In [None]:
import os
import pandas as pd
from supabase import create_client, Client
from dotenv import load_dotenv
import numpy as np
from redfin_scraping_utils import RentScraper, BuyScraper
from geocoding_utils import Geocoder 
import geopandas as  gpd
from rentprediction_utils import RentPredictor as RP1  # Replace with your actual module names


In [2]:
import pandas as pd
import numpy as np

import pandas as pd
import numpy as np

def clean_data_for_write(df):
    """
    Cleans the real estate dataset by:
    - Removing duplicate columns
    - Converting column names to lowercase
    - Ensuring appropriate data types
    - Replacing NaN values and 'NaN' strings with None for JSON compatibility
    
    Args:
        df (pd.DataFrame): The DataFrame to clean.
    
    Returns:
        pd.DataFrame: The cleaned DataFrame ready for writing to Supabase.
    """
    # Print initial number of rows
    print(f"Initial number of rows: {len(df)}")
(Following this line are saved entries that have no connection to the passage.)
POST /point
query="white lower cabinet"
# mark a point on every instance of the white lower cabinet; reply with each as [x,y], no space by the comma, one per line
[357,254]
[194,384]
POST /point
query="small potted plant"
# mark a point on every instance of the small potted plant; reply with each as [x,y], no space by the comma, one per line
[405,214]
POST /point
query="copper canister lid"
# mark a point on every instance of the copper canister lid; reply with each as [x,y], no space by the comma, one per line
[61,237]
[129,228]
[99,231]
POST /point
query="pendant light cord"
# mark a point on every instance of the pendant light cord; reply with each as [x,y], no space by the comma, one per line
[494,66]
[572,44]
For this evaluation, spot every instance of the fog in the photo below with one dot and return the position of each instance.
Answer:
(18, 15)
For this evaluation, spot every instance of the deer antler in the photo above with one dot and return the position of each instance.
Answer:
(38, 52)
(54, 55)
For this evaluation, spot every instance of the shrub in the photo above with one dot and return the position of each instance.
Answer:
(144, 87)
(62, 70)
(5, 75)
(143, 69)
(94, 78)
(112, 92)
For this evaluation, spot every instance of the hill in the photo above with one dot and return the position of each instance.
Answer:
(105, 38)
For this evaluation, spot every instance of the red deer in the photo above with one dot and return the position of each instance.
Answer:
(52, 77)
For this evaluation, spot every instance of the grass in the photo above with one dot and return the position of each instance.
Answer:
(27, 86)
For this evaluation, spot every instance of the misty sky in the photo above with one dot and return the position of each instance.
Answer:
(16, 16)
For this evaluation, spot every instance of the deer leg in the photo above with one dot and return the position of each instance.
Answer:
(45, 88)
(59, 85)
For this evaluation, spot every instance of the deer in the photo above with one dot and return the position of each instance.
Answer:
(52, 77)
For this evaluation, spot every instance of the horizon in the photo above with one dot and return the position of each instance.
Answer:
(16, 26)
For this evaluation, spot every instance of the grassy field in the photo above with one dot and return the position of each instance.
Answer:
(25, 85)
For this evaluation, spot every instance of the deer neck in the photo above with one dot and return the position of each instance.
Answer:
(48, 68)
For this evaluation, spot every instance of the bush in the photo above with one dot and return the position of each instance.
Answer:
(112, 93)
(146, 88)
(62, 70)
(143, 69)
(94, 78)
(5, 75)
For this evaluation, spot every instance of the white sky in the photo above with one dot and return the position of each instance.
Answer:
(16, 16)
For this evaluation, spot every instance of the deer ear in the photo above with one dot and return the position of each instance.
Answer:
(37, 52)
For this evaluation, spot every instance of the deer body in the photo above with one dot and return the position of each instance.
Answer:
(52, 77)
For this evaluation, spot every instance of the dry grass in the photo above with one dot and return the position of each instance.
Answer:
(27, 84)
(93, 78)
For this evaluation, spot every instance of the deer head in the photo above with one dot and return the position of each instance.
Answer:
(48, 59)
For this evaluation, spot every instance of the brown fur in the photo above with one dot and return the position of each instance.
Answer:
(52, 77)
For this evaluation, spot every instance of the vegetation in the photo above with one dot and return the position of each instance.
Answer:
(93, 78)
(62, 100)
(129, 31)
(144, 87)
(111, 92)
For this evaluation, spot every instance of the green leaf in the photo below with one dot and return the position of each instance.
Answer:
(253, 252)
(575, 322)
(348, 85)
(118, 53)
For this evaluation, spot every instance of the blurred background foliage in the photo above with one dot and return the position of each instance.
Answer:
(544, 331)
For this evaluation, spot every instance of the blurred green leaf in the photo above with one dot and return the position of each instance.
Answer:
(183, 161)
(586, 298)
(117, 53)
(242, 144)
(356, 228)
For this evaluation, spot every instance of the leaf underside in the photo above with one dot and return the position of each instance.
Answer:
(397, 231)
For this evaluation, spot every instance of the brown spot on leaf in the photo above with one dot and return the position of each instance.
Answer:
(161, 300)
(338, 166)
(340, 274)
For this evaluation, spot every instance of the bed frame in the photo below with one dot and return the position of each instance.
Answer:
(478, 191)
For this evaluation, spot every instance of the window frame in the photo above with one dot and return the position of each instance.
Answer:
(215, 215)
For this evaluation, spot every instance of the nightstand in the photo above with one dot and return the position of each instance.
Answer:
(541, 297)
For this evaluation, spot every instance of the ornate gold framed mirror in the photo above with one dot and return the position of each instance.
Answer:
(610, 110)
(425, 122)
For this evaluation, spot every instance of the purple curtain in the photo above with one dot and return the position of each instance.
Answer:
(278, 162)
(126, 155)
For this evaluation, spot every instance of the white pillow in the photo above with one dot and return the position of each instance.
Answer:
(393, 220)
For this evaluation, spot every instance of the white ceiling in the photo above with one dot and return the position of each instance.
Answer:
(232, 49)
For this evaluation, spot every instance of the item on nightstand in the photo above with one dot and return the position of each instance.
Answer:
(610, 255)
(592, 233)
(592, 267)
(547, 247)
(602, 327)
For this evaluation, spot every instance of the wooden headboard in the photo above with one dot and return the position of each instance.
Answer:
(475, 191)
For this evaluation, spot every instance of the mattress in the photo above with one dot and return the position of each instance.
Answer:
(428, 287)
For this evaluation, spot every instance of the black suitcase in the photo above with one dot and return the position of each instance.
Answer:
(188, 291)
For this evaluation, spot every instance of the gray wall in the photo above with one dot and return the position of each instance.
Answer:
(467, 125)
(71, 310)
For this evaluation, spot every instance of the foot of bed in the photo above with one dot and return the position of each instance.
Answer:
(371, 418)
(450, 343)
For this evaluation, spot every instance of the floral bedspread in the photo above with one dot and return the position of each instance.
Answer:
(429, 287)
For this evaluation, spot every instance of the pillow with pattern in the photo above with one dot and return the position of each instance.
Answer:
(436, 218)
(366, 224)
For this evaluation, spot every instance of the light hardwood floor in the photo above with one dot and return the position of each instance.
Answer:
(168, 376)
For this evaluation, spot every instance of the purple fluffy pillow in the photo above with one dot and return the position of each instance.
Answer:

    # Convert all column names to lowercase
    df.columns = [col.lower() for col in df.columns]
    print("Converted all column names to lowercase.")

    # Remove duplicate columns, keeping the first occurrence
    duplicate_columns = df.columns[df.columns.duplicated()].tolist()
    if duplicate_columns:
        df = df.loc[:, ~df.columns.duplicated()]
        print(f"Removed duplicate columns: {duplicate_columns}")
    else:
        print("No duplicate columns found.")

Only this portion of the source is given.